Researchers at Oregon State University examined RNA-Seq data on 211 biological samples from 24 different Arabidopsis experiments carried out by different labs. They grouped the samples according to tissue types, and in each of the groups, they identified genes that are stably expressed across biological samples, treatment conditions, and experiments. The researchers fit a Poisson log-linear mixed-effect model to the read counts for each gene and decomposed the total variance into between-sample, between-treatment and between-experiment variance components. Identifying stably expressed genes is useful for count normalization and differential expression analysis.

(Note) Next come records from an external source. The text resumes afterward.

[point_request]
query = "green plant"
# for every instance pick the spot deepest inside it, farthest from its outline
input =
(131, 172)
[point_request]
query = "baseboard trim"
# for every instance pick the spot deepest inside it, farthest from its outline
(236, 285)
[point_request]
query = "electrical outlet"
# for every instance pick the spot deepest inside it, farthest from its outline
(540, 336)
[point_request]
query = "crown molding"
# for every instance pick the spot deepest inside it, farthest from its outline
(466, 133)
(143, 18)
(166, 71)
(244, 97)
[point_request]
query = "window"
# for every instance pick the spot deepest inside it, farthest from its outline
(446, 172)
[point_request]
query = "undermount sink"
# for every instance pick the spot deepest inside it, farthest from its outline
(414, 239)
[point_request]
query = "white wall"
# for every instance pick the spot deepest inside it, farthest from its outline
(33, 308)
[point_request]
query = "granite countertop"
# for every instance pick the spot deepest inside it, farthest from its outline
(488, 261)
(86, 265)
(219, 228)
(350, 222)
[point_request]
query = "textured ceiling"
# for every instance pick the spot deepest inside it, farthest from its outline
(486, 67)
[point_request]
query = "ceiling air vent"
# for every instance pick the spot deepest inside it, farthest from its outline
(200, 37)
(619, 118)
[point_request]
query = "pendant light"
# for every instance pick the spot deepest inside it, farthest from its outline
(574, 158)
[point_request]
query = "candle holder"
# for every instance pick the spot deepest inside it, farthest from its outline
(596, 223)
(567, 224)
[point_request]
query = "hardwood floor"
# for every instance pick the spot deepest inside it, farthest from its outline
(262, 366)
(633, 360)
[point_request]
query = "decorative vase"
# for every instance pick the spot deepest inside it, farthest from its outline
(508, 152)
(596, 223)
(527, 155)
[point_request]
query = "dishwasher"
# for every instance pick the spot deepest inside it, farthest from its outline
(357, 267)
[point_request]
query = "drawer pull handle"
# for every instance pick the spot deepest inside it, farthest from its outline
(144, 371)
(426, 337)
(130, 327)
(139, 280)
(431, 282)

The variance component analysis that they explore here is a first step towards understanding the sources and nature of the RNA-Seq count variation. When using a numerical measure to identify stably expressed genes, the outcome depends on multiple factors: the background sample set and the reference gene set used for count normalization, the technology used for measuring gene expression, and the specific numerical stability measure used. Since differential expression (DE) is measured by relative frequencies, the researchers argue that DE is a relative concept. They advocate using an explicit reference gene set for count normalization to improve interpretability of DE results, and recommend using a common reference gene set when analyzing multiple RNA-Seq experiments to avoid potential inconsistent conclusions.
Expression profiles of 15 genes—as measured by RNA-Seq CPM
across 91 samples in the multi-tissue group
The 15 genes include (from top to bottom) (A) five stably expressed genes (randomly selected out of the top 100) identified from the multi-tissue group RNA-Seq data using the total variance measure σˆ2, (B) five stably expressed identified by Czechowski et al. (2005) according to the CV measure from a developmental series of microarray experiments, and (C) five traditional house-keeping genes (HKG) discussed in Czechowski et al. (2005).